Nojoud Al Mallees, The Canadian Press
OTTAWA – Treasury Secretary Chrystia Freeland will present the next federal budget on March 28.
This new federal budget will come as Canada’s economy is expected to slow significantly this year and potentially enter a recession as high interest rates put pressure on home and business budgets.
Secretary Freeland has already stressed that her government is focusing on fiscal discipline so as not to hamper the Bank of Canada’s efforts to control inflation.
“One of my main responsibilities is not to add fuel to the flames of inflation,” Ms. Freeland said at a news conference in Mississauga, Ontario on Wednesday.
“Financial responsibility is really important and I am very aware that we are preparing this budget at a time of significant budgetary constraints,” she added.
The Bank of Canada raised interest rates aggressively over the past year, taking its policy rate to 4.5%, the highest since 2007.
Economists point out that it is important that fiscal policy does not stimulate demand in the economy when the central bank is trying to curb it.
The Liberal government is facing increasing pressure to limit spending after years of deficits that have pushed up the country’s debt.
According to the latest projections from the House Budget Commissioner, the federal deficit for fiscal year 2022-2023 should be $36.5 billion.
This is a level well below the 2021-2022 deficit, which was $90.2 billion.
But if economic growth slows, government revenues are likely to suffer.

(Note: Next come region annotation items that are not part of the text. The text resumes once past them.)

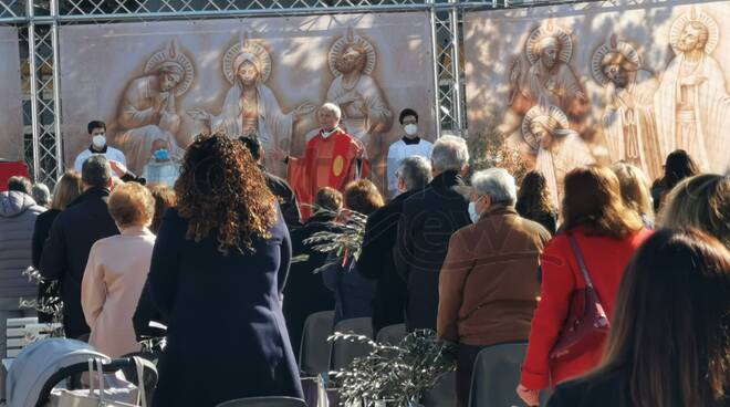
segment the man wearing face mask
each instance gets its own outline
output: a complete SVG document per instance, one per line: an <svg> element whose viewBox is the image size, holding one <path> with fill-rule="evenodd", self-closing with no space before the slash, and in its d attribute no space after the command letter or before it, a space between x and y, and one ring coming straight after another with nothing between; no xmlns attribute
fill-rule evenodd
<svg viewBox="0 0 730 407"><path fill-rule="evenodd" d="M101 121L92 121L86 126L88 132L88 137L91 138L91 145L85 150L81 152L76 159L74 160L73 167L76 171L81 173L81 167L84 165L86 158L100 154L106 157L109 161L122 163L122 165L127 165L127 159L124 157L124 153L119 152L114 147L106 145L106 123Z"/></svg>
<svg viewBox="0 0 730 407"><path fill-rule="evenodd" d="M418 131L418 113L413 108L404 108L398 117L405 135L401 139L393 143L388 148L388 192L390 198L396 197L398 192L398 177L396 170L406 157L421 156L428 160L431 159L434 145L421 139Z"/></svg>
<svg viewBox="0 0 730 407"><path fill-rule="evenodd" d="M180 175L180 165L170 156L167 140L158 138L153 142L152 158L142 170L142 177L148 184L165 184L173 188Z"/></svg>
<svg viewBox="0 0 730 407"><path fill-rule="evenodd" d="M439 274L437 334L459 344L457 396L467 406L479 351L525 342L538 305L535 279L550 232L514 209L517 186L503 168L471 177L473 225L453 233Z"/></svg>

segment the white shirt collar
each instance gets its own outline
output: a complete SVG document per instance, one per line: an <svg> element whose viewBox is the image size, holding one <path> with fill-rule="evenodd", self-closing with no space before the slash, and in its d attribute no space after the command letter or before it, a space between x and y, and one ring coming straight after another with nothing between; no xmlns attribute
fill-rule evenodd
<svg viewBox="0 0 730 407"><path fill-rule="evenodd" d="M330 138L330 136L337 133L338 129L340 129L340 127L335 127L335 128L331 129L330 132L325 132L324 129L322 129L322 137Z"/></svg>

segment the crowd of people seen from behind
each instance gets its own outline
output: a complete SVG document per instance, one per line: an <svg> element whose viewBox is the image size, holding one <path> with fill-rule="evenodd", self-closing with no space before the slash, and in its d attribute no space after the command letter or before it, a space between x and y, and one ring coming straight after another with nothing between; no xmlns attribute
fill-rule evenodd
<svg viewBox="0 0 730 407"><path fill-rule="evenodd" d="M94 148L103 131L90 129ZM376 333L405 324L457 344L461 407L477 355L505 343L528 344L514 384L528 406L543 390L551 407L730 405L730 175L700 174L684 150L654 184L622 161L580 166L556 208L538 171L471 170L460 137L429 154L399 163L392 199L355 179L321 188L309 218L252 136L197 136L173 187L93 152L52 194L13 177L0 330L35 315L20 299L59 298L66 337L121 357L159 322L155 406L301 398L304 322L331 310L335 324L371 317ZM367 219L358 252L313 248L353 212ZM577 296L599 321L580 346Z"/></svg>

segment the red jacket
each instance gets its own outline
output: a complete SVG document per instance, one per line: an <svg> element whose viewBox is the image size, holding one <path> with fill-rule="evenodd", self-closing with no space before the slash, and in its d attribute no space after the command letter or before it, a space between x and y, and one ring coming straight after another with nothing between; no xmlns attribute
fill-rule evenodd
<svg viewBox="0 0 730 407"><path fill-rule="evenodd" d="M573 231L585 258L585 264L608 319L613 319L614 303L624 270L634 251L651 232L643 229L623 240L604 236L585 236L582 228ZM542 258L541 301L530 328L528 355L522 365L520 383L530 389L543 389L595 367L603 356L604 343L596 343L592 352L574 359L551 365L550 352L567 317L571 294L585 288L571 244L564 233L556 234Z"/></svg>

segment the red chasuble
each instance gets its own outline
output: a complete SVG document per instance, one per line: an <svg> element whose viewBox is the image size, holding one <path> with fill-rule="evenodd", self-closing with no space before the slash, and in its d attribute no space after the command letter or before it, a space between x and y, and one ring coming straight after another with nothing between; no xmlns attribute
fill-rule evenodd
<svg viewBox="0 0 730 407"><path fill-rule="evenodd" d="M362 143L342 129L324 138L322 131L306 143L304 157L289 158L289 184L300 204L312 205L316 192L331 187L344 191L347 182L366 178L369 163ZM300 207L302 220L312 216L312 208Z"/></svg>

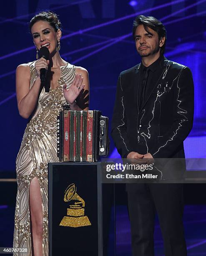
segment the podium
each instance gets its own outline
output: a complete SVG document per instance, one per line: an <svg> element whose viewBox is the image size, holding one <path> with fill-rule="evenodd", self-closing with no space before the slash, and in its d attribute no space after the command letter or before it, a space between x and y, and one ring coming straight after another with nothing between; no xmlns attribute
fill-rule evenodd
<svg viewBox="0 0 206 256"><path fill-rule="evenodd" d="M111 225L115 255L115 220L110 219L113 185L102 184L100 165L48 164L50 256L107 255Z"/></svg>

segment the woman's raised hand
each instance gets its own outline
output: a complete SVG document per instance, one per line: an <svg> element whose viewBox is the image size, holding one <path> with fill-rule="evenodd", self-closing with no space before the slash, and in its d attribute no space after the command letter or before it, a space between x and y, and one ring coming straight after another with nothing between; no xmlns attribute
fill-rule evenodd
<svg viewBox="0 0 206 256"><path fill-rule="evenodd" d="M40 69L48 69L48 66L49 64L49 60L47 60L45 59L42 57L35 62L35 68L38 77L40 76Z"/></svg>
<svg viewBox="0 0 206 256"><path fill-rule="evenodd" d="M80 93L80 92L85 86L85 84L82 84L83 77L81 74L76 74L74 80L70 87L66 89L66 84L63 86L63 92L64 96L67 103L69 104L73 104Z"/></svg>

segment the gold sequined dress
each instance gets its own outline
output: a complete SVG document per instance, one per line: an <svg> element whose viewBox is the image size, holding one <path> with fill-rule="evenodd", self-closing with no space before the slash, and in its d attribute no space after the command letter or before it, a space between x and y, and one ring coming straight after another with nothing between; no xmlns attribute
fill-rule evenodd
<svg viewBox="0 0 206 256"><path fill-rule="evenodd" d="M35 61L29 62L30 89L37 74ZM14 256L31 255L29 210L30 182L38 179L40 188L43 210L43 254L48 255L48 183L47 164L58 162L57 156L57 117L66 103L63 86L70 86L75 74L75 67L67 63L60 67L58 86L49 92L43 88L37 110L28 124L16 159L18 189L15 215L13 248L27 248L27 253L15 253Z"/></svg>

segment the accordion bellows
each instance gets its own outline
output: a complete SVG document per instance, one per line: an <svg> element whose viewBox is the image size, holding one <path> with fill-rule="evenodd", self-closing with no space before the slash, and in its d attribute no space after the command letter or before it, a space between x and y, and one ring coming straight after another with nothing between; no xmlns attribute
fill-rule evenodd
<svg viewBox="0 0 206 256"><path fill-rule="evenodd" d="M99 110L68 110L57 118L57 156L60 161L98 161L108 154L108 120Z"/></svg>

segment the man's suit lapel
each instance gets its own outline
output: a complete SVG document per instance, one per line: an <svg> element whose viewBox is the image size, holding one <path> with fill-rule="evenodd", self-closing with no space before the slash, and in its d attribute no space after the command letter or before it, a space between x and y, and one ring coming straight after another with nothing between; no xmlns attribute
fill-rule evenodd
<svg viewBox="0 0 206 256"><path fill-rule="evenodd" d="M134 84L134 96L135 102L136 102L136 107L138 110L138 113L139 112L139 103L138 99L138 91L139 90L139 79L140 79L140 65L141 63L138 64L135 68L134 74L133 76L133 84Z"/></svg>

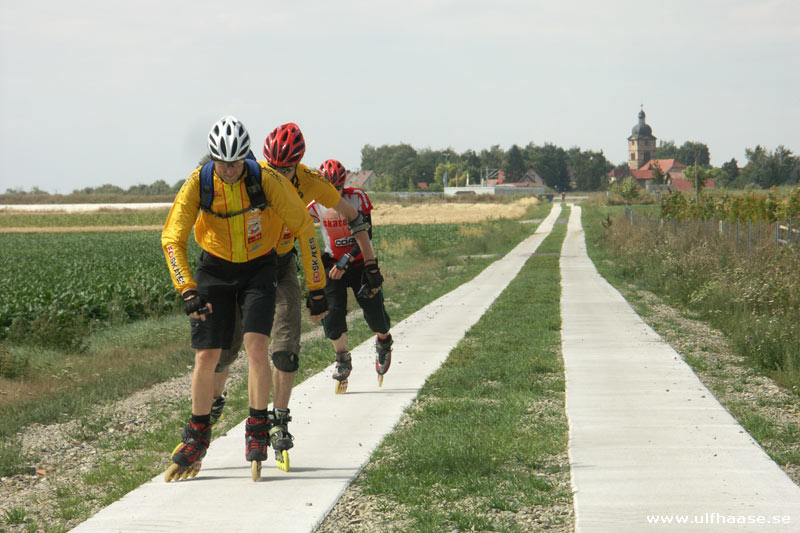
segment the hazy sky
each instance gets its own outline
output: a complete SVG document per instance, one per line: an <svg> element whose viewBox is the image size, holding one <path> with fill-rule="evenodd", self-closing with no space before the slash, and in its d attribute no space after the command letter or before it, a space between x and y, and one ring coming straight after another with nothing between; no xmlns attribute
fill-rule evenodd
<svg viewBox="0 0 800 533"><path fill-rule="evenodd" d="M796 0L0 0L0 192L185 179L231 114L256 153L551 142L626 160L640 104L711 162L800 152Z"/></svg>

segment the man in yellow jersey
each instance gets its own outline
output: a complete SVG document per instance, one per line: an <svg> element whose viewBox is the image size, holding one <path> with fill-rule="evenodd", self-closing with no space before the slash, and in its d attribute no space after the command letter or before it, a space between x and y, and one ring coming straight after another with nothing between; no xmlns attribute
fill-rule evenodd
<svg viewBox="0 0 800 533"><path fill-rule="evenodd" d="M212 161L186 180L161 235L173 284L190 317L192 347L196 350L192 416L182 432L183 444L173 454L174 477L168 471L168 481L186 477L187 472L196 475L208 449L214 368L221 350L230 347L237 310L250 365L246 457L259 464L267 457L267 406L272 382L268 354L277 257L274 245L284 225L292 229L300 243L312 319L316 322L327 312L316 231L305 205L279 173L245 160L250 153L250 136L236 118L226 116L214 124L208 148ZM192 230L202 249L196 278L186 253Z"/></svg>
<svg viewBox="0 0 800 533"><path fill-rule="evenodd" d="M264 142L266 162L260 161L259 164L264 168L277 170L291 182L304 205L316 201L339 212L353 228L353 237L365 258L374 259L375 254L367 232L369 224L364 222L363 216L352 205L342 200L339 191L327 179L316 170L311 170L300 163L304 154L305 140L300 128L293 123L283 124L267 136ZM272 374L275 409L270 413L270 442L275 450L278 467L288 471L288 455L285 452L294 446L293 437L288 430L288 422L291 421L289 399L299 368L301 318L295 234L288 227L284 228L276 251L278 254L278 287L272 342L270 343L272 363L275 367ZM334 279L341 277L346 268L347 265L343 265L342 269L334 267L329 275ZM223 390L228 376L228 367L236 360L240 347L241 336L237 336L235 331L231 348L222 351L220 362L217 364L214 376L212 422L215 418L219 418L225 405Z"/></svg>

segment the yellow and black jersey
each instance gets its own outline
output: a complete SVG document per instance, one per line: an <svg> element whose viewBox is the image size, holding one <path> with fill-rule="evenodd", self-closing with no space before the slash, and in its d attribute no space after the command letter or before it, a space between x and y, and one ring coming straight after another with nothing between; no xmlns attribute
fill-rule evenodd
<svg viewBox="0 0 800 533"><path fill-rule="evenodd" d="M259 161L258 164L262 168L270 168L266 161ZM297 165L294 177L287 181L294 185L294 190L303 205L316 201L325 207L333 208L342 199L339 191L331 185L330 181L316 170L311 170L302 163ZM294 248L294 237L294 233L289 229L288 224L284 226L278 245L275 247L278 254L283 255Z"/></svg>
<svg viewBox="0 0 800 533"><path fill-rule="evenodd" d="M213 212L235 213L250 206L244 176L227 184L214 172L213 182ZM161 245L178 292L197 288L186 254L192 229L203 250L232 263L244 263L271 253L283 228L288 227L300 241L309 290L325 286L314 223L305 208L308 202L301 202L287 180L270 168L262 167L261 185L269 204L266 209L221 218L200 208L200 168L189 175L175 197L161 233Z"/></svg>

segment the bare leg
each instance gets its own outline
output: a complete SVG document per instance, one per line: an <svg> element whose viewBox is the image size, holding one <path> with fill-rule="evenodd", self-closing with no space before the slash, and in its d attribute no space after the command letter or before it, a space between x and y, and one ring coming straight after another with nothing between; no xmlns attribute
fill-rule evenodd
<svg viewBox="0 0 800 533"><path fill-rule="evenodd" d="M269 337L261 333L244 334L244 346L249 360L247 391L250 407L266 409L269 405L269 391L272 372L269 367ZM209 401L209 406L211 402Z"/></svg>
<svg viewBox="0 0 800 533"><path fill-rule="evenodd" d="M292 395L292 387L294 387L294 376L297 372L284 372L283 370L275 369L272 374L272 382L275 386L273 392L273 404L275 407L286 409L289 407L289 398Z"/></svg>
<svg viewBox="0 0 800 533"><path fill-rule="evenodd" d="M214 369L219 361L219 348L197 350L192 372L192 413L207 415L211 412L214 392Z"/></svg>
<svg viewBox="0 0 800 533"><path fill-rule="evenodd" d="M228 380L228 371L214 372L214 398L219 398L225 391L225 382Z"/></svg>
<svg viewBox="0 0 800 533"><path fill-rule="evenodd" d="M347 351L347 333L342 333L342 336L333 340L333 349L337 352Z"/></svg>

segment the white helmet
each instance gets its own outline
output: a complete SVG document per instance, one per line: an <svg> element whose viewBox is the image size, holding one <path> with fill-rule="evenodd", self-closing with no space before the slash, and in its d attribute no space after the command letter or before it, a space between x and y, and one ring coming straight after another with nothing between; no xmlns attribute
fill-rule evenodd
<svg viewBox="0 0 800 533"><path fill-rule="evenodd" d="M208 149L217 161L240 161L250 152L250 134L236 117L222 117L208 134Z"/></svg>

Assuming no new measures are taken and the temporary measures expire, PBO expects the deficit for fiscal 2023-24 to increase before steadily declining.
As noted in the Fall 2022 Economic Statement, Ottawa plans to introduce additional measures to support Canada’s green transition and remain competitive with the United States in clean tech.
“As a government, we truly believe that a historic window is opening in Canada right now to build Canada’s 21st century industrial economy,” Ms Freeland said Wednesday.
Robert Asselin, senior vice president of policy at the Business Council of Canada, believes Canada needs to do better in an era of fierce global competition.
“This requires a targeted response and measures that increase our productivity and ensure long-term economic growth,” Asselin said in a written statement. This political work will require more than a budget, but it must be started urgently.”
Health spending is likely to be another important part of the budget as the federal government has already announced 10-year agreements with most provinces.